To: Gordon A. Langston who wrote (314088)11/4/2002 1:46:48 PM
From: Thomas A Watson  Respond to of 769670
 
Another Poll Points to GOP Sweep... speaking of rational.
First it was the New York Times/CBS poll, largely ignored
by the media, that showed that more likely voters
nationwide planned to vote Republican, and now comes USA
Today with a report that in House races likely voters
prefer Republicans by a margin of 51 percent to 54 percent.

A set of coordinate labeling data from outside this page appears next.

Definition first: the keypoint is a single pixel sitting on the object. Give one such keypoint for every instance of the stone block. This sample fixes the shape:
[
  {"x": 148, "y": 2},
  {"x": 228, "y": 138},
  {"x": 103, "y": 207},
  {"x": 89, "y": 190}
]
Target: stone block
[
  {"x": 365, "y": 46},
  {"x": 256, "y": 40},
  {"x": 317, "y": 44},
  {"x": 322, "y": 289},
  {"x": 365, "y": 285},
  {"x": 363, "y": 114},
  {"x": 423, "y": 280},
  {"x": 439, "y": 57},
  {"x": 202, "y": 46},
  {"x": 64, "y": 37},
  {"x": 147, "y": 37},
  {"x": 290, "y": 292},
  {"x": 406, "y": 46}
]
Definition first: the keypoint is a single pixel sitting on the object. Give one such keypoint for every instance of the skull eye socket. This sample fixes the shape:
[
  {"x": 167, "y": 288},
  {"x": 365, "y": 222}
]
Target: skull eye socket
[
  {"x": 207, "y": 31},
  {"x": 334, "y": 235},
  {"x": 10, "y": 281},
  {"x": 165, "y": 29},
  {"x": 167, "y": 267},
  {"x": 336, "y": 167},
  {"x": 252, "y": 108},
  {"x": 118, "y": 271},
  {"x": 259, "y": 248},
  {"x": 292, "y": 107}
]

The Times/CBS poll figures showing that 47 percent of
likely voters said they'd vote Republican as opposed to 40
percent who said they'd vote for Democrat candidates, were
even ignored by CBS' own Dan Rather's "Nightly News" which
reported on the poll but never cited the fact that 7
percent more voters planned to vote Republican than
Democrat.

USA Today reports that the newest result "marks a 9-point
shift from two weeks ago, when Democrats led Republicans
49%-46%."

Most significantly, the GOP's 6-point advantage is the same
margin that Republicans held in the final days of the 1994
election, when they won control of the House of
Representatives and Senate in a historic landslide that
gave the GOP control of both houses of Congress for the
first time in decades.

Frank Newport, Gallup Poll editor in chief, told USA Today
that the late GOP surge is due to three factors:

Jitters over the economy are declining. The poll found
that those who said the economy was getting worse fell from
59 percent two weeks ago to 51 percent now. "Democrats were
counting on worry about the economy to boost them, and that
decreased in the last two weeks," Newport said.

More Republicans than Democrats say they're more
enthusiastic about voting than they were in the last
off-year election in 1998. Of those who said President Bush
was a factor in their vote, respondents said 2-1 they were
voting in favor of Bush, not against him. His job approval
is 63 percent.

Control of the House is determined by the outcomes of 435
races, but what's known as the "generic ballot question" -
which party's candidate will you vote for? - has been an
accurate predictor of the House majority for 50 years.